Asal-usul ritual ini diperkirakan terbentuk pada akhir periode Heian. Tanggal pelaksanaan, 24 Juni, didasarkan pada legenda 'Tujuh Hiu' (Shichihon-zame), di mana tujuh ekor hiu dikatakan berenang melawan arus sungai Nogawa saat kunjungan Yamato-hime no Mikoto untuk menunjukkan lokasi berdirinya Izawa-no-miya. Karena legenda ini, dipercayai bahwa tujuh ekor hiu akan datang ke Izawa-no-miya pada hari tersebut, dan hal ini juga memengaruhi kebiasaan nelayan setempat yang mengambil hari libur melaut.
Secara historis, pada masa Tenpo (1830–1843), muncul tradisi seperti 'Erihara Saomochi-tsuki' di mana kue mochi dibagikan selama festival. Meskipun sempat terhenti akibat reformasi Shinto pada era Meiji, ritual ini berhasil dipulihkan sekitar tahun 1882. Pada tahun 1990, ritual ini secara resmi ditetapkan sebagai Warisan Budaya Takbenda Penting Nasional.
Ritual ini berlangsung melalui beberapa tahapan penting. Dimulai dengan 'Hairei' (doa/penghormatan) untuk memohon keberhasilan panen, kemudian 'Naetori', di mana para penanam padi (Tadobito dan Saotome) mengelilingi area penanaman sebanyak tiga setengah putaran untuk mengambil bibit. Selanjutnya adalah 'Taketori Shinji' yang penuh semangat, di mana para pria berebut bambu yang dihiasi kipas bertuliskan 'Taichi'.
Puncak acara adalah 'Omitasai' itu sendiri, di mana bibit padi ditanam secara berbaris diiringi alunan musik seruling dan drum. Setelah itu, akan ditampilkan tarian 'Saitori-sashi no Mai'. Sebagai penutup, prosesi 'Odori-komi' dilakukan, di mana peserta berjalan sambil bernyanyi sejauh sekitar 200 meter dari sawah suci menuju gerbang Torii Izawa-no-miya. Prosesi ini sangat populer sebagai penutup yang meriah.

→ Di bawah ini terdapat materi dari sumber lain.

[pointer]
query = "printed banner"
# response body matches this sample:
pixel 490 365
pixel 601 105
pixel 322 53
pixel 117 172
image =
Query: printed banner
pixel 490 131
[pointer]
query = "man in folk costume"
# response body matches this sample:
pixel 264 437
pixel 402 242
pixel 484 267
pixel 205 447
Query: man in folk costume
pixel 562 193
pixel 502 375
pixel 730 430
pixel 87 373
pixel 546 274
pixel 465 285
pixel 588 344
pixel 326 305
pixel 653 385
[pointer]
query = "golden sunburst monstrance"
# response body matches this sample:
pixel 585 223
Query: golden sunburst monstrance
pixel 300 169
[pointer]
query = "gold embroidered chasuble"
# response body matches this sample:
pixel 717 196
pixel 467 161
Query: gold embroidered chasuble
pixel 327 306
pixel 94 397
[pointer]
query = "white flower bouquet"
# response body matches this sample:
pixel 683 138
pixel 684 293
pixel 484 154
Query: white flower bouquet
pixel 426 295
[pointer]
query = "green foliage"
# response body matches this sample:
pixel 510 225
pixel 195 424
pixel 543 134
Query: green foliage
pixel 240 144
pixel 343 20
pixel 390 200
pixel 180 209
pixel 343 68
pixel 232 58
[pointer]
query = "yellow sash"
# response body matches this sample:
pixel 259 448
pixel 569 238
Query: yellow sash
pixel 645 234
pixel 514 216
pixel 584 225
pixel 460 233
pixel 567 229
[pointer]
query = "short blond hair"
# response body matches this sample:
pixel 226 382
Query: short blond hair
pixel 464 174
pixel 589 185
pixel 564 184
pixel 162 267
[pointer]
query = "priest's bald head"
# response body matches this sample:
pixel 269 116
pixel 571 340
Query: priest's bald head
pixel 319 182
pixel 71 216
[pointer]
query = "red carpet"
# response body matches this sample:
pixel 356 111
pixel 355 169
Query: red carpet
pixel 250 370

Karena ritual ini hanya diadakan satu kali setahun pada tanggal 24 Juni, sangat penting untuk memastikan tanggal kunjungan Anda. Waktu ini menandai awal musim panas, di mana Anda dapat merasakan budaya agraris melalui proses penanaman padi. Waktu terbaik untuk berkunjung adalah mengikuti alur ritual, mulai dari pengambilan bibit, penanaman padi, hingga prosesi tarian penutup.
Melalui pengamatan ini, Anda dapat melihat secara dekat prosesi ritual dan seni Dengaku yang dijaga oleh masyarakat setempat. Gerakan penanaman padi oleh para wanita (Saotome), iringan musik, serta energi dari prosesi tarian adalah pengalaman yang unik. Keindahan lagu tradisional dan gerakan kuat dalam ritual pengambilan bambu juga akan memberikan pemahaman mendalam tentang budaya lokal.
Izawa-no-miya terletak di Kota Shima, dekat dengan kawasan Ise Jingu. Kawasan ini menawarkan pemandangan alam yang indah dan bangunan bersejarah. Menggabungkan kunjungan ke Ise Jingu dengan menyaksikan ritual ini adalah rencana perjalanan yang sangat direkomendasikan untuk menikmati budaya Shima secara utuh.
Karena ritual dilakukan di area persawahan terbuka, disarankan untuk memperhatikan kondisi tanah dan cuaca. Mengingat ini adalah ritual suci yang dijaga oleh warga setempat, harap tunjukkan rasa hormat dan menjaga ketenangan selama acara berlangsung.